1000 Forms Of Fear, Sia’s last chart-topping album, was the accidental hit the artist had originally released as a means of being freed from her record deal. But if that surprise smash convinced her to stay in the game, then This is Acting is the sound of her doubling down on a solo career she had previously considered abandoning. There’s a clear theme here, and it’s emancipation—from fear, from doubt, and most of all, from feeling as though she wasn’t meant to be a star. Gone is the uncertainty that still clung to many of her earlier efforts at mainstream pop hits of her own; success has granted her the confidence to dive into the deep end of the mainstream music pool, and the results are potent.
Sia Furler has made a splashy and lucrative career out of penning hits for others, and Sia the solo artist doesn’t shy away from the accessible tendencies she imbued while crafting tunes for other voices. Her new album is a jukebox full of potential pop hits, each one sounding like it’s just waiting for another female pop star to take a crack at it. But what coheres the album into a singular whole is the force of Sia’s personality, a newly discovered talent for playing the part of an empowering diva. (Hence the title.) Instead of sounding like a medley of contemporary pop meant for others, her confidence yokes these varying singles to an impassioned foundation, granting the project weight and resonance.
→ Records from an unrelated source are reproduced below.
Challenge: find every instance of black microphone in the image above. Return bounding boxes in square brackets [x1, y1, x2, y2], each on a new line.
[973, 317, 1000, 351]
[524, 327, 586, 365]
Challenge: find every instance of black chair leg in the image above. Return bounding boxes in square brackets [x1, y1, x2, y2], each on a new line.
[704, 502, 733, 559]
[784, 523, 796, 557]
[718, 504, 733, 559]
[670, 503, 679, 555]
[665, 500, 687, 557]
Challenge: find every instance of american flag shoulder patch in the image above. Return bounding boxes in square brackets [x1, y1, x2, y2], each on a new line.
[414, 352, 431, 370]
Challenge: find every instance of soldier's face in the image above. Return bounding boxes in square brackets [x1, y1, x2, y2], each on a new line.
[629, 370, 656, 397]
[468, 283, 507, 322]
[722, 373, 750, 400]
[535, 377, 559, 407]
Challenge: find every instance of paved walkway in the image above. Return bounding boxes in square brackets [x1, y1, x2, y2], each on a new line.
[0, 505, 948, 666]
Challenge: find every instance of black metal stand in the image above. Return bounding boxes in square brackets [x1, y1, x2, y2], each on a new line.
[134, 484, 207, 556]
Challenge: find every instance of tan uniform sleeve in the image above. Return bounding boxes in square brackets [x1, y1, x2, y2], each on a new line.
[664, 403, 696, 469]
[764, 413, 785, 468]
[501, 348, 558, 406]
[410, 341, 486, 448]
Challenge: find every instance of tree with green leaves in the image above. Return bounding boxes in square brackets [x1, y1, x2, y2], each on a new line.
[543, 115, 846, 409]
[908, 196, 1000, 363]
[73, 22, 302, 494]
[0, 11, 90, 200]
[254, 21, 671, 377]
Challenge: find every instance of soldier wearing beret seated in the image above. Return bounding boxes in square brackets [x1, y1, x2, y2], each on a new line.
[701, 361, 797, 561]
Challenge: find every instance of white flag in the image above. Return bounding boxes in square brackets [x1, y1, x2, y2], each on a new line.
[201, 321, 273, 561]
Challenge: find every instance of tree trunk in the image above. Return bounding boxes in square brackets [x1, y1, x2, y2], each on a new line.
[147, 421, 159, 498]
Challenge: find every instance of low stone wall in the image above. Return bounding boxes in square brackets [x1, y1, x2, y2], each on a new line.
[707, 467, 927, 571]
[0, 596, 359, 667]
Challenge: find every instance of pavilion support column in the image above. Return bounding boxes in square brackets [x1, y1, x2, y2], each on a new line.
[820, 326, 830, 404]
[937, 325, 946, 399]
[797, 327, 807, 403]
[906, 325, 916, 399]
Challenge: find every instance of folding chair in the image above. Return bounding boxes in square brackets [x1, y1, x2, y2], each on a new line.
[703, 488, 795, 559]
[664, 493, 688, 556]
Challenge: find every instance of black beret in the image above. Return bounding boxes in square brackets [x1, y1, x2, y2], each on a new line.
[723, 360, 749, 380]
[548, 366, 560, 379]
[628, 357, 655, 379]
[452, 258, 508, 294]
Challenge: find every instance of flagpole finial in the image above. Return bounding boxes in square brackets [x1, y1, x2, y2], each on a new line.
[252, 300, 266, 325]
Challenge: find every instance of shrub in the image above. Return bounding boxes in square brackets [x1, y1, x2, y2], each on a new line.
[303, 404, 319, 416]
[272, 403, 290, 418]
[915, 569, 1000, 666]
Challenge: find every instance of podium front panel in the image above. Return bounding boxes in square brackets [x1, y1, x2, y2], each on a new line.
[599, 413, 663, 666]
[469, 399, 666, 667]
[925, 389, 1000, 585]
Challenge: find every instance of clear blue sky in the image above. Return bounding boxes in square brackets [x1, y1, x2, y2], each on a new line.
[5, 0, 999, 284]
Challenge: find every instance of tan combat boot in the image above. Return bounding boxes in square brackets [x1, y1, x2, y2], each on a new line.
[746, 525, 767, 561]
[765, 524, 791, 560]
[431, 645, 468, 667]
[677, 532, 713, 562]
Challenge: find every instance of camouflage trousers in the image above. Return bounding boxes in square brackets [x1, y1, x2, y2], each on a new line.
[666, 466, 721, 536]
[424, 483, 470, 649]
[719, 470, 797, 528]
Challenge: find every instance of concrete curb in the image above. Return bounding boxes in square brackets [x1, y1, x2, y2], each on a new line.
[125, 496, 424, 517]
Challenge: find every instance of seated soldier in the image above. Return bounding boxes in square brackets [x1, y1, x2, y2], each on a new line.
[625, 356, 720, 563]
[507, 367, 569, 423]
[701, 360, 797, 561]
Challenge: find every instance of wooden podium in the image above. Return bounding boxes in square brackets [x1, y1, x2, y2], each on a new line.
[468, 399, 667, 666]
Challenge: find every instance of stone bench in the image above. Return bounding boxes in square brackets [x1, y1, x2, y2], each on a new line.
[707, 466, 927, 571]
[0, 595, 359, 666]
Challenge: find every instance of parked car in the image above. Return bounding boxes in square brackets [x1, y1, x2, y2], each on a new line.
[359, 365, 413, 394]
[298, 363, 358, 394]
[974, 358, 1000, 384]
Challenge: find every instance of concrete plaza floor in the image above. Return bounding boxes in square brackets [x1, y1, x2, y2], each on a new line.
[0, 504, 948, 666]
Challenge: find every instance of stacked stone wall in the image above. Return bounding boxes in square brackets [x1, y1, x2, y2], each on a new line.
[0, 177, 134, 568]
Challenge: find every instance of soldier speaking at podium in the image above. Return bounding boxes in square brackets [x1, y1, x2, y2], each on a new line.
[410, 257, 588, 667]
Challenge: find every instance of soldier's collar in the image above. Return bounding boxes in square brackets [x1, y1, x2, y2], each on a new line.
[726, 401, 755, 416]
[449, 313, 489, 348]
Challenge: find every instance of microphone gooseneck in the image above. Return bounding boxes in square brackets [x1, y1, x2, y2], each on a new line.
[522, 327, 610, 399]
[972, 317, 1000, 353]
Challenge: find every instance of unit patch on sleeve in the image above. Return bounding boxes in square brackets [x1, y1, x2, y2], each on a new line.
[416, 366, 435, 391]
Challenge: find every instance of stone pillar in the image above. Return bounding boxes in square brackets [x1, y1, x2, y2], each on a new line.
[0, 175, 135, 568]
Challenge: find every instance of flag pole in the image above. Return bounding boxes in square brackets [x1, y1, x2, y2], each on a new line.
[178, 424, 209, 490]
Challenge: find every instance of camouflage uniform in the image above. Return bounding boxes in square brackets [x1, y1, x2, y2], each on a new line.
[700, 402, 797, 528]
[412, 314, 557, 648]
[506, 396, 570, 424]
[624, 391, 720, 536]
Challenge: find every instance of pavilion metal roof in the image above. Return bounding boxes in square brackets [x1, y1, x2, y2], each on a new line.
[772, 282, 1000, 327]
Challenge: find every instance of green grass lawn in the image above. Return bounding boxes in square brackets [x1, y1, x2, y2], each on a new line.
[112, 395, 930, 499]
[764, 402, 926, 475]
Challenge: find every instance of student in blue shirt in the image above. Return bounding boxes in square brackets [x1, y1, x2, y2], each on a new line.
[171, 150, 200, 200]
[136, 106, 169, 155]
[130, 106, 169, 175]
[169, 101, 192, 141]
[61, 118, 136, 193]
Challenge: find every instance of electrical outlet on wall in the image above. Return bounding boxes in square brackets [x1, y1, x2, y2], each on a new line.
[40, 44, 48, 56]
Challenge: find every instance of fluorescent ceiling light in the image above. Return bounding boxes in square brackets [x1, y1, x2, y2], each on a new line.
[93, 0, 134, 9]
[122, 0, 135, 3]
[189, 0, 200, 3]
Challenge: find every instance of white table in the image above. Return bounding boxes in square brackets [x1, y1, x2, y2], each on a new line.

Still, it’s fun to ask, “Which pop star would match this?” with these songs, as each one highlights a different aspect of Sia’s personality, showcasing the affinity for embodying various perspectives that has served her songwriting career so well. Single “Alive” was co-written with Adele and originally intended for the multiplatinum star, and it shows: Singing of endurance and survival that turns to longing and hope, it’s a mammoth anthem, with a refrain that pushes the needle into the red. “I’m alive,” she cries, practically going hoarse holding the notes on that chorus. Opener “Bird Set Free” is the best female empowerment sing-along Katy Perry never wrote. “Footprints” sounds like it was earmarked for Rihanna, and so on. This isn’t a criticism or accusation of Sia being a derivative artist—if anything, it shows just how much her musical chops have set the bar for contemporary pop.
Not every attempt to swing for the fences pans out, however, and at times the constant bombast and over-the-top production values don’t quite hit their marks. Surprisingly, it’s the Kanye West-produced track, “Reaper,” that feels the most like a retread. Featuring church organs and a slinky, stutter-step beat, the song finds Sia announcing her refusal of the depression and suicidal impulses she struggled with in the past. It’s arguably the artist at her most vulnerable on the album as a whole, but sonically, it stands out the least. “Move Your Body,” her attempt at a straight-up Europop dance-floor jam, similarly suffers from a lack of distinction. It’s an obvious play for a club hit, but it feels a bit predictable and safe—enjoyable, yes, but so calculated as to be stripped of any sense of engagement, like Robyn on autopilot.
Still, these are minor quibbles with a record that overwhelmingly delivers big beats and shout-along choruses straight to the brain’s pleasure center. It’s been exciting to watch Sia slowly grow into her own as a solo artist, and now that she feels more comfortable in her own skin, the pop music she so effortlessly channels for other artists is getting equally fused with a sensibility wholly her own. Nowhere is this clearer than on “Sweet Design,” a thunderously frenetic hip-hop-infused jam so delectable and drum-sample-heavy it would make Missy Elliott drool with envy. This is the sound of Sia, international pop star with no more personal demons holding her back, and it’s a beautiful noise.